Coronavirus : trop de masques en tissu fabriqués, la faute aux masques jetables

On en a manqué, maintenant on en a trop, les ateliers de confection de la région arrêtent la fabrication de masques textiles, la faute aux importations massives de masques jetables depuis l'Asie ! 

On les retrouve partout. Dans les caniveaux, les espaces publics, bouchant les égouts ou les stations d'épuration avertit le Centre d'information sur l'eau, un regroupement de professionnels des réseaux de distribution, en appelant à privilégier les poubelles d'ordures ménagères.

Et déjà, on en retrouve dans les fleuves et à la mer selon les associations de protection de l'environnement, comme Mer propre en Méditerranée.

La France a importé deux milliards de ces masques jetables et continue de le faire. Durant le confinement, les Nantais ont pu observer les allées et venues, depuis Nankin dans l'est de la Chine, d'avions aux couleurs d'Air Caraïbes.

 

60 millions de masques disponibles

L'État a fait appel aux industriels du textile, qui se sont mis à fabriquer des masques en tissu conformes à la réglementation sanitaire en la matière. Ils en ont fabriqué des centaines de milliers qui leurs restent sur les bras désormais !

Ainsi en Pays de la Loire, 42 ateliers se sont mis à fabriquer des masques "alternatifs" à la demande d'Agnès Pannier-Runacher, secrétaire d'État auprès du ministre de l'Économie et des Finances.

42 ateliers, ce sont 350 personnes qui ont trouvé là du travail pour palier la baisse de l'activité constatée dans l'industrie textile régionale. Difficultés d'approvisionnement en matières premières, conjuguée avec les fermetures des marchés aux USA et en Europe, l'activité tourne au ralenti.

"Deux millions de ces masques "alternatifs" ont été fabriqués et validés par la DGA, la Direction Générale de l'Armement, autorité habilitée à évaluer la respirabilité des masques" précise Laurent Vandenbor, délégué général de Mode Grand Ouest.

Confectionneurs, fabricants d'élastiques, etc, se sont organisés au plus fort de la crise sanitaire pour unir leurs efforts. Et ça a marché ! Il y a en ce moment 60 millions de masques textiles recyclables disponibles !

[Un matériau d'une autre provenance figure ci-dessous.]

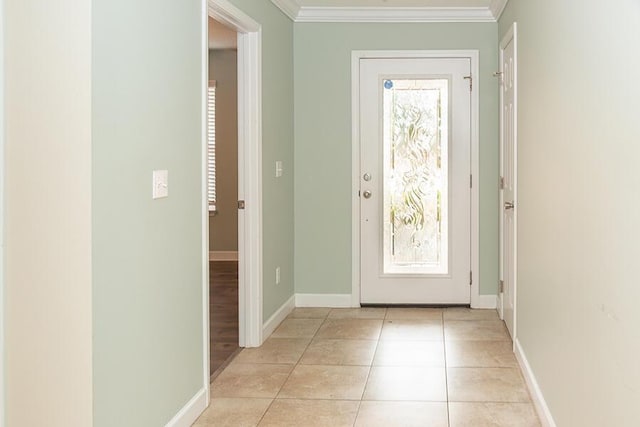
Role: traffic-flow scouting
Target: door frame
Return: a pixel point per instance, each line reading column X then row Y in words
column 249, row 175
column 511, row 34
column 477, row 301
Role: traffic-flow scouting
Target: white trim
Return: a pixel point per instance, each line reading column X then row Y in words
column 395, row 14
column 277, row 317
column 546, row 419
column 511, row 34
column 249, row 167
column 2, row 169
column 223, row 255
column 228, row 14
column 485, row 302
column 192, row 410
column 497, row 7
column 204, row 209
column 477, row 301
column 296, row 13
column 325, row 300
column 289, row 7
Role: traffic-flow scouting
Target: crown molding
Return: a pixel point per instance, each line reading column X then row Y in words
column 391, row 14
column 497, row 7
column 290, row 8
column 396, row 14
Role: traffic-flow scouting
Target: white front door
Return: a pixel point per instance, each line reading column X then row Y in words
column 508, row 153
column 415, row 204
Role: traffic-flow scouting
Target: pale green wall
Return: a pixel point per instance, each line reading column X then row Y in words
column 579, row 205
column 323, row 141
column 223, row 227
column 147, row 254
column 47, row 214
column 277, row 144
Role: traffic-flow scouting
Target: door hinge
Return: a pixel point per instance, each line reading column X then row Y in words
column 470, row 78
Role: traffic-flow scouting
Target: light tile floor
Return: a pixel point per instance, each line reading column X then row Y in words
column 372, row 367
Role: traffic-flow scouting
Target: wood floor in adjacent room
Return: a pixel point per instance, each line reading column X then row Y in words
column 223, row 312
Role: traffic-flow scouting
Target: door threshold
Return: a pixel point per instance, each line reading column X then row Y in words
column 416, row 305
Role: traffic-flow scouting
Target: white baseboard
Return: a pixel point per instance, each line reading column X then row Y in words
column 277, row 318
column 536, row 394
column 191, row 411
column 223, row 255
column 484, row 302
column 324, row 300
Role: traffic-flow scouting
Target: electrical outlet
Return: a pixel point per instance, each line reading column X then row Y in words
column 160, row 184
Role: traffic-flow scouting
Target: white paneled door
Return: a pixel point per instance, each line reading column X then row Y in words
column 508, row 155
column 415, row 180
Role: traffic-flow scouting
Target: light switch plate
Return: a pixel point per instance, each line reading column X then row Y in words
column 160, row 184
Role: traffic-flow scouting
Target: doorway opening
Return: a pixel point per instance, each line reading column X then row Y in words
column 508, row 178
column 249, row 177
column 222, row 193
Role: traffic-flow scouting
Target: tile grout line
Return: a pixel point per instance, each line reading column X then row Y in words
column 293, row 369
column 446, row 371
column 366, row 381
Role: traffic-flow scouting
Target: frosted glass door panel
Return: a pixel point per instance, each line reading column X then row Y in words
column 416, row 176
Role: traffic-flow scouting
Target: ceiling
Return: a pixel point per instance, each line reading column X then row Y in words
column 221, row 37
column 392, row 10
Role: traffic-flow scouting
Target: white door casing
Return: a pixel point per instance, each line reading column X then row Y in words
column 508, row 177
column 361, row 157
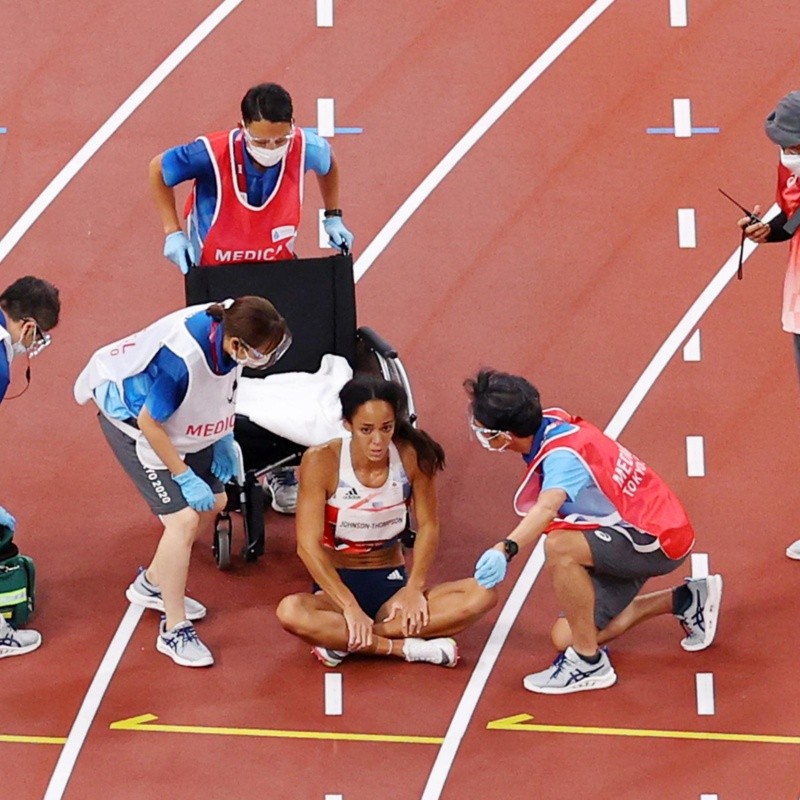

"On dit partout ; le gouvernement (!), mais ce sont les acteurs qui sont responsables de la situation ! Nous ne pouvons pas tout, tous seuls dans notre coin ! Ce sont les mairies, régions, départements, collectivités, entreprises qui doivent avoir un réflexe territorial !", poursuit Laurent Vandenbor.

Ainsi la Métropole de Nantes a-t-elle acheté ses premiers masques lavables au Portugal. "Il faudrait que l'impôt serve à revenir vers les entreprises des territoires, vers l'emploi régional. Pour un emploi direct dans un atelier, on trouve 3 emplois en amont dans la filière, et 3 emplois en aval. En continuant de commander des masques jetables en Asie, on prive les filières de travail. Dans l'urgence, c'était recevable, mais maintenant, c'est inacceptable."

 

Revenir au cercle vertueux d'une production pérenne

L'encouragement à la production et la distribution de masques réutilisables par les pouvoirs publics serait tout à fait justifiée.

Jusque dans les années 1970 personnes n'avait eu l'idée d'utiliser des masques jetables. Ce n'est qu'avec l'apparition de publicités dans les revues médicales de la société 3M aux États-Unis que, petit à petit les masques jetables dits "chirurgicaux" ont remplacé les masques lavables, tous stérilisables, et qui n'avaient pas à souffrir d'un manque de performance.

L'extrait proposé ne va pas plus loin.